El Cinema Teatro de Lima se vistió de gala en 1913. No era para menos, la primera película de ficción peruana se estrenaba en medio de una gran expectativa. Negocio al agua (1913) veía la luz y, aunque de aquella cinta dirigida por Federico Blume solo se recuerda que llegó a atraer grandes anunciantes, con ella se daría inicio a la producción cinematográfica nacional. Más de cien años después, el cine peruano vive un panorama alentador.

El Castillo Rospigliosi en Santa Beatriz y la Quinta de Presa en el Rímac servirían de locaciones para que en 1928 se cuente la exitosa y popular historia de La Perricholi.

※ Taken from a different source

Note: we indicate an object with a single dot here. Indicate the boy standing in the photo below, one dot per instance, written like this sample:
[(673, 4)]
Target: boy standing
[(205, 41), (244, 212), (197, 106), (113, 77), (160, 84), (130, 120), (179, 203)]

Ya en 1946 La Lunareja, una adaptación de Una moza de rompe y raja de Ricardo Palma a cargo de Bernardo Roca Rey, sería considerada una de las mejores producciones de la época.

Aunque muy pronto el cine de Brasil, Argentina y México tomarían la delantera en la región, llegaría una etapa especial con el Cine Club Cusco, grupo fundado en 1956 e integrado entre otros por Víctor y Manuel Chambi, Luis Figueroa y Eulogio Nishiyama. Estrenaría en 1961 la recordada Kukuli, filmada en quechua. Más tarde vendría Jarawi (1966).

Y en este recorrido es imposible dejar de nombrar a Armando Robles Godoy. El cineasta de estilo iconoclasta y transgresor fue el primero en darle una mirada artística y personal al cine nacional. Ganarás el pan (1964), En la selva no hay estrellas (1967), La muralla verde (1970) y Espejismo (1972) serían algunas de sus obras que aún perduran en el tiempo.

El fútbol también alcanzaría un espacio en el séptimo arte. El mismo año en que se promulgaría la Ley de Fomento a la Industria Cinematográfica, se estrenaría Cholo (1972). El legendario Hugo Sotil, en pleno auge, protagonizaría esta cinta de Bernardo Batievsky. Pero lejos de solo narrar las aventuras del futbolista, la película también es una excusa para reflexionar sobre la transformación de la sociedad limeña, que dejaba sus epítetos de colonial y tradicional para dar paso a una ciudad mestiza, una urbe chola.

En este camino, el cine regional, con la tradición andina o la mitología amazónica, también ha tenido un papel destacado. Historias de jarjachas, pishtacos y tunches han sido llevadas a la pantalla grande, demostrando que en el interior del país las voces pueden llegar a ser aún más potentes. Un ejemplo: de 1997 a 2015 se han producido 206 cintas en regiones, según una investigación de Emilio Bustamante y Jaime Luna Victoria.

Pero si hay una etapa que ha llamado más la atención en los cineastas nacionales de los últimos años, esta comprende el periodo del terrorismo que azotó el país en las décadas del ochenta y noventa. Cintas como La boca del lobo (1988), Alias La Gringa (1991), Paloma de papel (2003), Días de Santiago (2005), la nominada al Oscar La teta asustada (2009), La hora final (2017), la reciente Canción sin nombre, entre otras, han buscado retratar el dolor y las consecuencias de este periodo.

Y los títulos no descansan. Si hace dos años Wiñaypacha (2017) nos dejó sin aliento con su emotiva historia en aimara, Retablo (2019) hace algunas semanas presentó un filme dulce sobre la tolerancia y el amor, confirmando que el cine peruano vive un inmejorable momento.